Back when Buffalo Bill Cody first organized his Wild West show, in 1883, two would-be sheep ranchers traveling west from Virginia, Edward J. and J. Brooke Hamilton, decided they would rather sell menswear than chase woollies across the Rockies. Shortly thereafter, Bernard J. Hamilton joined his brothers in Houston, and the family began specializing in a single garment: custom dress shirts.
Some things have changed since then. The storefront and adjoining factory where Hamilton shirts are tailored moved from its original site in downtown’s historic Rice Hotel to a new location, on the west side of town, in a fairly nondescript mall. But in an era when most American clothing makers have transferred production overseas, and laser trimming rather than hand cutting is the new rule, Hamilton continues to do things the old-fashioned way. The closest thing to automation on the workshop floor is the buzz of sewing machines.

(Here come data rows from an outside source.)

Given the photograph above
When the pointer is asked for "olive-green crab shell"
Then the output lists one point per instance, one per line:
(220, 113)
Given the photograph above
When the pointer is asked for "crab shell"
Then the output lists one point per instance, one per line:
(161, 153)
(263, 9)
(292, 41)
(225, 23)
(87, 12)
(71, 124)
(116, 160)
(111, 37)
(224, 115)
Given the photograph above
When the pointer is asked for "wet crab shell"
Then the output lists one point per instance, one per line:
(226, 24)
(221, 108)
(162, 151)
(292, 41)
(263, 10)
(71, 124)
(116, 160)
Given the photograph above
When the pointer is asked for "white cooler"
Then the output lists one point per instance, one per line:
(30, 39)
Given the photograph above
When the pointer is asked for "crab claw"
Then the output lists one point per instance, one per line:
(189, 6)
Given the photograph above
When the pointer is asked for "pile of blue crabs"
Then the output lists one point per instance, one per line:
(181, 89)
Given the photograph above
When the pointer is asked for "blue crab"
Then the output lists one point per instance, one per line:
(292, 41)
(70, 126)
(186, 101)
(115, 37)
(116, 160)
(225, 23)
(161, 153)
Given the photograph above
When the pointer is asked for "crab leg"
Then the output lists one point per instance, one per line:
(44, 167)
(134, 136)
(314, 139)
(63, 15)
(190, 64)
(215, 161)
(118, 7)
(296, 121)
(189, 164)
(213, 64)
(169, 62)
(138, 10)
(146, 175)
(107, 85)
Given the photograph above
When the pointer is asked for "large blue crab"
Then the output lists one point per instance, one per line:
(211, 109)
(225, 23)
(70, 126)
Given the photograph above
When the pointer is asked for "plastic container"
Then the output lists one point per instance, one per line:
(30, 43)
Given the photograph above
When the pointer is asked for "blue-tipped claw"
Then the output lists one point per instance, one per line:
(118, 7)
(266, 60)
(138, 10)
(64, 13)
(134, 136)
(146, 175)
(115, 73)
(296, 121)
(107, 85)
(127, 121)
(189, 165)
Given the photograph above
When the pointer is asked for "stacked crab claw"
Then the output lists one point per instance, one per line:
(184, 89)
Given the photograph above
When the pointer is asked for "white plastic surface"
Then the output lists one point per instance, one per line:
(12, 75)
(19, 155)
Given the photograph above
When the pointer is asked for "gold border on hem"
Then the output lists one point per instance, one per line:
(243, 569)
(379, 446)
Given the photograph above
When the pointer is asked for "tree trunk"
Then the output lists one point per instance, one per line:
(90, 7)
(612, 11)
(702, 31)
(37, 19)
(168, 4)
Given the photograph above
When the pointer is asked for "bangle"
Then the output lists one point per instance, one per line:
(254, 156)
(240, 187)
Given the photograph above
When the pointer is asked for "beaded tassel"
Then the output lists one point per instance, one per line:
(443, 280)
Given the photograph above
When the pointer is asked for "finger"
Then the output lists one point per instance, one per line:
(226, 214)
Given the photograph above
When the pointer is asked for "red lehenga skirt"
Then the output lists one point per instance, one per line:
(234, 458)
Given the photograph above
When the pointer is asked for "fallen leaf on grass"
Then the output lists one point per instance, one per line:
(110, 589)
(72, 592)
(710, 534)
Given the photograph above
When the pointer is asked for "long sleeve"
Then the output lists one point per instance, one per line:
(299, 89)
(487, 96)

From cuffs to collars, each swath of fabric is cut, stitched, and pressed by hand.
“We’re very lucky to be the last man standing,” says David Hamilton, a thirty-three-year-old great-grandson of Bernard Hamilton’s who currently runs operations with his sister, Kelly, who is thirty-six. The siblings took over for their father, Jim, in 2006. In a nod to the times, they introduced Hamilton 1883, a line of ready-to-wear sport shirts, and you can now order Hamilton’s designs online. But the heart of the Hamilton line remains the bespoke dress shirts, which rely on paper patterns drawn from individual customer measurements. After a fitting with Kelly—typically in the Houston showroom—the real fun begins. Customers choose from hundreds of fabric options, mostly imported from Italy and Switzerland with an eye to keeping Southern gents cool in summer. Styles range from high-collar tuxedo to classic oxford to surfer-inspired short sleeves. From there, personalization extends to collar size, pocket location, monograms, and even shoulder padding or oversize pleats for the perfect shooting shirt.
“There are times when I wish we could take our label off,” Kelly says, ruing the occasional misguided customization approach or color combo. “But that’s not our job. Unless it’s overcomplicated for production, we don’t ever say no.”
Throughout its history, Hamilton has clad movie stars, rockers, and professional athletes. When the newly minted oil barons of the 1950s wanted to dress up, they turned to David and Kelly’s grandfather Joseph. The late East Texas congressman Charlie Wilson liked his shirts with French cuffs and epaulets. And when the company provided Memphis native and pop superstar Justin Timberlake with shirts for a fashion spread, he was so smitten, he took them home. “We were happy to let him keep them,” says Kelly, who like her forebears knows that the customer is (almost) always right. With shirt preferences on file for some ten thousand loyal clients, she doesn’t have much time to argue.